Ultrastructural aspects of the intestinal cells surface of Angiostrongylus cantonensis by using of transmission electron microscopy

Angiostrongylus cantonensis or rat lungworm inhabit the pulmonary arteries of rodents, primarily synanthropic commensals species. Terrestrial snails serve as intermediate hosts until they are ingested by definitive hosts (Ramirez-Avila et al., 2009). Humans can be incidentally infected by eating poorly cooked or raw intermediate snails where some of them developed the eosinophilic meningitis (Thiengo et al., 2010).

A. cantonensis digests large amount of haemoglobin in order to obtain aminoacids (Huttemann et al., 2007), and the degradation process occurs in a lysosome-type digestive vacuole (Halliwell & Gutteridge, 2015).

The nematode digestive system is divided into three parts include the stomodeum, intestine, and proctodeum. The stomodeum consists of a buccal cavity and esophagus. The intestine is a simple tubular structure formed by just a one-layered epithelium and the third part incorporates in male cloaca and female the rectum. However, the internal surface of the intestinal cells may be variable depend on the species of nematodes compounded by cilia associated with basal granules (Hetherington, 1924), or have a brush border lining the gut lumen (Chitwood & Chitwood, 1938).

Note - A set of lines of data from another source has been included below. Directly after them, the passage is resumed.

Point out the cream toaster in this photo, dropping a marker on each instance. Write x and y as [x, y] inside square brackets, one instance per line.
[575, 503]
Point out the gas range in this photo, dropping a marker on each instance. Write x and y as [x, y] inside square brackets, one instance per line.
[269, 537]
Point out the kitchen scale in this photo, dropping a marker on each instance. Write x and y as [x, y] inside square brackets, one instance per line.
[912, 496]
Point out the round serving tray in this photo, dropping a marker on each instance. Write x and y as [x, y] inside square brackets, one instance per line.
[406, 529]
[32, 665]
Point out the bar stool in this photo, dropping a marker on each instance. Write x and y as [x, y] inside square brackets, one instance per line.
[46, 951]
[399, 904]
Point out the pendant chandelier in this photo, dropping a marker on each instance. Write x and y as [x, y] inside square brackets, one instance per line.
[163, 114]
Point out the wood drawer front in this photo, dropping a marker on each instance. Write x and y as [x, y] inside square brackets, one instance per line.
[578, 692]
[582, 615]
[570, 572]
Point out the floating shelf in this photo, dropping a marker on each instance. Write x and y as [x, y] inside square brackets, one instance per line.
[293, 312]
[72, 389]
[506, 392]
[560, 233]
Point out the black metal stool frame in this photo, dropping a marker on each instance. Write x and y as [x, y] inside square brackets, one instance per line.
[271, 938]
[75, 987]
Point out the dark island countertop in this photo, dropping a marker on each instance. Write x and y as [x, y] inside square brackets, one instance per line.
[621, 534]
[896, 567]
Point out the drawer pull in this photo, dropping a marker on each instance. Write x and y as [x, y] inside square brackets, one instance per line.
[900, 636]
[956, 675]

Although A. cantonensis was described for more than eighty years, the digestion process of this nematode is still not clearly understood. The purpose of this study is to observe the ultrastructure of the intestinal cells by using of transmission electron microscopy (TEM).

A. cantonensis worms obtained from Rattus norvegicus from endemic area were used for TEM. The ultrastructural analysis was performed using fragments cut from the middle part of the worms, not more than 1 mm in length, which were fixed in Karnovsky solution in 0.1M sodium cacodylate buffer, pH 7.4. Some pieces were fixed in 2 % osmium tetroxide and inclusion medium (Epoxy/Sigma resin) was performed. The material was placed in an oven at 60°C for 72 hours for polymerization of the resin. The obtained blocks were sectioned in ultramicrotome with the use of glass knife. All-cross sections semithin were stained with toluidine blue II and after drying, examined under a light microscope.

After selecting the area to be studied, the blocks were made in ultrathin sections with a thickness of 40 nm, using diamond razors. The obtained cuts were placed in copper grids and contrasted with alcohol solution of 5% uranyl acetate and final treatment with lead citrate. After these procedures, the screens were taken to the TEM (Tecnai G2 200 kV / FEI) and the electromicrographs were obtained.

The study was approved by the Research Ethics Committee of Universidade Federal Rural de Pernambuco (CEUA/UFRPE, process No. 120/2015). The research related to animals has been complied with all the relevant national regulations and institutional policies for the care and use of animals.

It was observed in this study that intestinal epithelium indicate that the intestinal epithelium is a multinucleate mosaic or syncytium. because the lateral boundaries between the cells were not well defined. (Fig. 1A). This aspect was only reported by Byers and Anderson (1972) when studied the morphology and ultrastructure of the phytophagous nematode Tylenchorhynchus dubius.

Fig. 1

The TEM study revealed the cells with microvilli and nuclei containing areas of loose and condensed chromatin and the presence of macrovesicles and microvesicles of digestion (Fig. 1A and C). The presence of many vesicles suggests a vesicular transport of the material as describe in A. cantonensis by Hüttemann et al., (2007). The cytoplasm of the intestinal cells showed a moderate number of mitochondria that are concentrated in the basal portion of the cells.

The lumen, including the spaces between the microvilli, is filled with a granular material, which sometimes contains a few intermixed membranous, vesicles and partial digested red blood cells originating from host blood (Fig. 1B). These aspects were reported by Byers & Anderson (1972) and Hüttemann et al., (2007) in different nematodes respectively.

Part of the epithelium showing a brush border composed of short microvilli of different sizes (Fig. 1D). The microvilii aspects was also observed by Hüttemann, Schmahl & Mehlhorn (2007) in A. cantonensis by light and electron microscopic studies in order to clarify the mode of nutrition of this nematode.

The ultrastructural aspects of the intestinal cells of A. cantonensis showed that although terminal bars delimit the apical margins between cells, the frequent lack of complete lateral boundaries and extensive length of the fasciculi indicate that the intestinal epithelium is a multinucleate mosaic or syncytium. Because we did not find the presence of gap junctions in the intestinal epithelium, it is suggested that the syncytium allows the communication between the cells during the capture of the digested hemoglobin and formation of the digestive vesicles.